Beim Erfolg im Rückspiel gegen den Vizemeister SG Buntentor/Neustadt köpften Jan Morisse und Co. bereits drei Spieltage vor dem Saisonende den Meistersekt. Als nächstes Ziel wurde ein Saisonabschluss ohne Verlustpunkt ausgegeben. "Das hat nach meinem Kenntnisstand in den vergangenen zehn Jahren kein Kreisliga-Meister geschafft", sagte Bammert.
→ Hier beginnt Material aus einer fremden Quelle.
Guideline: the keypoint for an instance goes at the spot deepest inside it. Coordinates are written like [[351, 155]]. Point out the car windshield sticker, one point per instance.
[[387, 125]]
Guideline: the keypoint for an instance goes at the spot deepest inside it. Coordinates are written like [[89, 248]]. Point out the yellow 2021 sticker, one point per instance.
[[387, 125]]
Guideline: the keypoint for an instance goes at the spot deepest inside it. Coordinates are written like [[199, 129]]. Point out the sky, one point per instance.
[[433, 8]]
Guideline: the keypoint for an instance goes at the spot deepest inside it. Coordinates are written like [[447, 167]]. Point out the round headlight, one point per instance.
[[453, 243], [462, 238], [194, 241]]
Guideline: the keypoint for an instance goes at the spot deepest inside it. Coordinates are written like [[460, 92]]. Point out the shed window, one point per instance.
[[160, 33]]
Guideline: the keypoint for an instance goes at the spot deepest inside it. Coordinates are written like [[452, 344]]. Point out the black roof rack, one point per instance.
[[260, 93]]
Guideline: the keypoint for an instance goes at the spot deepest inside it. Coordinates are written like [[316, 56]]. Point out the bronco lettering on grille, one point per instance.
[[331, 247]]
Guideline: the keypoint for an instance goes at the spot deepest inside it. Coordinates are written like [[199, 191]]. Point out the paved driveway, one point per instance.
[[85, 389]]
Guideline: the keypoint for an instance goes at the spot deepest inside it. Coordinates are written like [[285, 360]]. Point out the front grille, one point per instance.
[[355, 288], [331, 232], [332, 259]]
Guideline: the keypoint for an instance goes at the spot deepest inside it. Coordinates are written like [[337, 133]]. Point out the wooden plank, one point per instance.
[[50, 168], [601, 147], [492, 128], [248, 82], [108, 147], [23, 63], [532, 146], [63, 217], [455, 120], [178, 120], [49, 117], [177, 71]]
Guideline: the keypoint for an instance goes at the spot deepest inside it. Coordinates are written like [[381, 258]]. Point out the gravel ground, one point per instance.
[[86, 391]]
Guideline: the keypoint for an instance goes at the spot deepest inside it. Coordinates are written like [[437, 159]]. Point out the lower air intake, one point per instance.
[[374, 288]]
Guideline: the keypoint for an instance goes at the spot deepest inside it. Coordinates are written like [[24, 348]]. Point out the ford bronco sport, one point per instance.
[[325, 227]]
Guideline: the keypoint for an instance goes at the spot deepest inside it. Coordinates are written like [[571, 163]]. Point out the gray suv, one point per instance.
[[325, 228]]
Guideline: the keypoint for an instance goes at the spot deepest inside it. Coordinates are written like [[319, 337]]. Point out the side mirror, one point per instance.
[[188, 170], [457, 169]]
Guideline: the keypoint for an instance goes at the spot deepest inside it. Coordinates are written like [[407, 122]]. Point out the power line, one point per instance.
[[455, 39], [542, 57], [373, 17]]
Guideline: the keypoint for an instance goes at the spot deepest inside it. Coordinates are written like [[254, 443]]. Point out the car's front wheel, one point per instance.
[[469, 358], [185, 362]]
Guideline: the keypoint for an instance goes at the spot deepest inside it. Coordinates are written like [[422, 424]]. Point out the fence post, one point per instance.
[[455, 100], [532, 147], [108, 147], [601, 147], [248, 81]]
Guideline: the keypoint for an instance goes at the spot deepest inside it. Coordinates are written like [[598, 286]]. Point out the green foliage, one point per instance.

Am vorletzten Spieltag besiegte der Klassenbeste den damaligen Zweiten SV Hemelingen im Rückspiel mit der besten Saisonleistung mit 14 Treffern Unterschied. "Wer dem Zweiten nicht den Hauch einer Chance lässt, ist wohl verdient Spitzenreiter und vorzeitiger Meister", urteilte Ole Bammert.

"Letztendlich war die Saison für alle ein voller Erfolg", resümierte Bammert, dessen besonderer Dank den treuen Zuschauer galt. "Sie haben uns super unterstützt. In den Auswärtsspielen hatten wir teilweise mehr Fans als die Heimmannschaft." Zudem dankte Bammert den scheidenden Spielern Pascal Hinrichs, Mario Silberborth, Marcel Gräbner und Jorge Oevermann für die gezeigten Leistungen und das tolle "Wir-Gefühl." Der Titelgewinn soll nun im Rahmen einer Abschlussfahrt nach Mallorca über Pfingsten noch mal gebührend gefeiert werden. "Danach geht es dann in die Vorbereitung auf die neue Saison in der Kreisoberliga", kündigte Ole Bammert an.